PoSHAP is a method to analyze SHAP contributions of sequential amino acid data to final predictions of machine learning models. PoSHAP utilizes SHAP's KernelExplainer to calculate feature importance and indexes the positions of the inputs and SHAP values to remove ambiguity from the explanations. PoSHAP also analyzes the dependencies between inputs to determine interactions between positions in a peptide. PoSHAP paper can be found here : https://www.biorxiv.org/content/10.1101/2021.03.04.433939v2
To use PoSHAP for your own model, use the jupyter notebook present in the tutorial folder and follow the instructions inside. You will need a trained model, your x testing set, your x training set, your y training set, and a dictionary linking your encoded x values to the corresponding understandable input.

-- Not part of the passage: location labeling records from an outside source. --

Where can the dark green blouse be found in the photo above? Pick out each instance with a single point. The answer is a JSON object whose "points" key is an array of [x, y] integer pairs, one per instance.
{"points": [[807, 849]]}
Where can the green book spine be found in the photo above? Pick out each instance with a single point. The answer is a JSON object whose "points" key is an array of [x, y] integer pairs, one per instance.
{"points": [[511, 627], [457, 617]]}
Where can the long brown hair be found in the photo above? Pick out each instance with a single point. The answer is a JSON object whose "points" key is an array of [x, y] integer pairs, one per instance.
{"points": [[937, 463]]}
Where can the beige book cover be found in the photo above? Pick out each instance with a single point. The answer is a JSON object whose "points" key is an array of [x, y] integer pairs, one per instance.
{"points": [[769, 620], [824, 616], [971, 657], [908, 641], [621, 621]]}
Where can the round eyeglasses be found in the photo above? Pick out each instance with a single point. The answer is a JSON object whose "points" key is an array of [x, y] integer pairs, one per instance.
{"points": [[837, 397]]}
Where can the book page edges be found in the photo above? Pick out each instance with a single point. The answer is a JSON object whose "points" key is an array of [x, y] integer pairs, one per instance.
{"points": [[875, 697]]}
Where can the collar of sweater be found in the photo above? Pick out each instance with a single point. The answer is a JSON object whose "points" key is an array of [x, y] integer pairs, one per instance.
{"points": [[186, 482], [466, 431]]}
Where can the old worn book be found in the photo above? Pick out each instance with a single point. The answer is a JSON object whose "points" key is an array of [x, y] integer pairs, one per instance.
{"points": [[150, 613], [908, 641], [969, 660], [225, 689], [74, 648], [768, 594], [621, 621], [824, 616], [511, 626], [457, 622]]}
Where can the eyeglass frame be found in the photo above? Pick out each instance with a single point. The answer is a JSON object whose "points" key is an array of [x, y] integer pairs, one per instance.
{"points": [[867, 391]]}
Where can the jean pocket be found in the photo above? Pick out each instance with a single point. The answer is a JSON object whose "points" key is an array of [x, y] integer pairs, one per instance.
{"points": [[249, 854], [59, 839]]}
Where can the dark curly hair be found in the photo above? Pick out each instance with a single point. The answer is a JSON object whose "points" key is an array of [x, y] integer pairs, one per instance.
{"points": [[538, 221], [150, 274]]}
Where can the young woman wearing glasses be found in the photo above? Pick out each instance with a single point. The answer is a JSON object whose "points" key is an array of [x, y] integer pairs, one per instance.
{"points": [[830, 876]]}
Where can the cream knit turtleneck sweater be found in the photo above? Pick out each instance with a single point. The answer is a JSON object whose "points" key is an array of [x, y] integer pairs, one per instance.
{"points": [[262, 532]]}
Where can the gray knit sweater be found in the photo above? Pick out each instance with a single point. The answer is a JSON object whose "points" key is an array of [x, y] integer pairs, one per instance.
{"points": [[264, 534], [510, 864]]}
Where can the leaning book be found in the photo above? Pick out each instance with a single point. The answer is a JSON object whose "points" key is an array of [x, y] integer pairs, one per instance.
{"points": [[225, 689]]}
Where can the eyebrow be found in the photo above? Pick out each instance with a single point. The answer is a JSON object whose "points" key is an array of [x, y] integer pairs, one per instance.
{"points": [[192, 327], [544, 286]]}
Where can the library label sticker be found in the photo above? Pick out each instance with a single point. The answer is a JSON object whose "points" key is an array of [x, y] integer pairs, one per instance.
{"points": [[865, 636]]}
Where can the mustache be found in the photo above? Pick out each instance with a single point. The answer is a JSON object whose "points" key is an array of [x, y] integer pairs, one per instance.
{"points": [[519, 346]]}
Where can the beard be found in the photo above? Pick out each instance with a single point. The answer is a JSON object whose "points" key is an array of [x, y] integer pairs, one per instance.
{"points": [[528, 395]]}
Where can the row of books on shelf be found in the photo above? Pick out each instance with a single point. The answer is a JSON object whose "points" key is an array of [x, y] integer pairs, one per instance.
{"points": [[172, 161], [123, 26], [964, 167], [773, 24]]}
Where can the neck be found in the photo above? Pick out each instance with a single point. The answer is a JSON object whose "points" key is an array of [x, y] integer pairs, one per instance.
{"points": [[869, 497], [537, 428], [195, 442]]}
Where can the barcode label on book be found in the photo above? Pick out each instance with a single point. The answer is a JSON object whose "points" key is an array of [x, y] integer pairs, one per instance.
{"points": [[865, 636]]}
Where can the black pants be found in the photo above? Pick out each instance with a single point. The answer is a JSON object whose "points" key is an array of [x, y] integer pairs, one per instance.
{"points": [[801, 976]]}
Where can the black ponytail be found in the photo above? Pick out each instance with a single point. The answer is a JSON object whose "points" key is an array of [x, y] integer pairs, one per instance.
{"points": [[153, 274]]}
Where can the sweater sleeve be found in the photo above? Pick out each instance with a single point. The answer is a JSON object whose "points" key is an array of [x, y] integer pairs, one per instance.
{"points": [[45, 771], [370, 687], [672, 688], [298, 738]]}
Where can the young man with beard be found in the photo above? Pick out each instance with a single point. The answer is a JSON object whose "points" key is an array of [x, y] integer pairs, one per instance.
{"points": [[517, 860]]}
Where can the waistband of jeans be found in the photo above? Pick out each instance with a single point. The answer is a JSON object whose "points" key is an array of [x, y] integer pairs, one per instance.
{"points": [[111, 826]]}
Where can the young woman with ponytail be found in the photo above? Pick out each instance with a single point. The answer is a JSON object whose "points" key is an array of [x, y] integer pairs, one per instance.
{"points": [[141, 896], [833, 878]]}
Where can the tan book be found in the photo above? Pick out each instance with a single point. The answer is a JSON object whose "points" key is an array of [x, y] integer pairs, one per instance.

PoSHAP requires the following packages to be installed/imported:
shap
copy
math
pickle
pandas
numpy
tensorflow
seaborn
matplotlib
scipy
statsmodels
PoSHAP consists of the following
Data used for training the models. There are three datasets corresponding to the Mamu MHC Intensity, A11:01 MHC IC50, and the CCS data. Each dataset has been split into three sets, train, val, and test
MAMU: 20201230_all5
A11:01: 20210524_A1101
CCS: 20210429_CRT_CCS
Pre-trained models using the above datasets. Includes the Adam optimized, hyperparameter optimized, LSTM models and the RMSprop, hyperparameter unoptimized, LSTM models. MAMU: 20201230_MHC_all5.model, 20210830_mamu_rmsprop.model A*11:01: 20210608_A1101_final.model, 20210830_A1101_rmsprop.model CCS: 20210603_CCS_200epoch.model, 20210830_CCS_rmsprop.model
Contains pickle files holding the values for each SHAP calculation. Contains SHAP pickles for both LSTM models, the Mamu and CCS extra trees model, and the Mamu and CCS Xgb model.
Mamu:
ADAM: shapvaluesallMamu.pkl
RMSprop: shapvaluesMAMU_RMSprop.pkl
Extra Trees: shapvalues_mamu_etr.pkl
eXtreme Gradient Boosting: shapvalues_mamu_xgb.pkl
ADAM: shapvaluesA1101.pkl
RMSprop: shapvaluesA1101_RMSprop.pkl
ADAM: shapvaluesCCS.pkl
RMSprop: shapvaluesCCS_RMSprop.pkl
Extra Trees: shapvalues_CCS_etr.pkl
eXtreme Gradient Boosting: shapvalues_CCS_xgb.pkl
Contains jupyter notebooks for model training and for PoSHAP analysis specific to each dataset
20201230_train_new_model_MHC_all5.ipynb : Split data, Train Mamu Models
20201230_train_new_model_A1101.ipynb : Split data, Train A11:01 Models
20201230_train_new_model_CCS.ipynb : Split data, Train CCS Models
Positional_SHAP_Final.ipynb : Perform PoSHAP analysis as in /Tutorial/PoSHAP.ipynb. Figure display optimized for Mamu
Positional_SHAP_A1101.ipynb : Perform PoSHAP analysis as in /Tutorial/PoSHAP.ipynb. Figure display optimized for A1101
Positional_SHAP_CCS-Final.ipynb : Perform PoSHAP analysis as in /Tutorial/PoSHAP.ipynb. Figure display optimized for CCS
PoSHAP-Top SHAP.ipynb : Copy of /Tutorial/PoSHAP.ipynb. Contains extra cell to display SHAP heatmap of top and bottom predicted peptides.
regression.ipynb : Creates ExtraTrees and XGB models and calculates SHAP values for created model.
Contains a jupyter notebook to perform PoSHAP. It is set up to run with the model and data also present in the folder.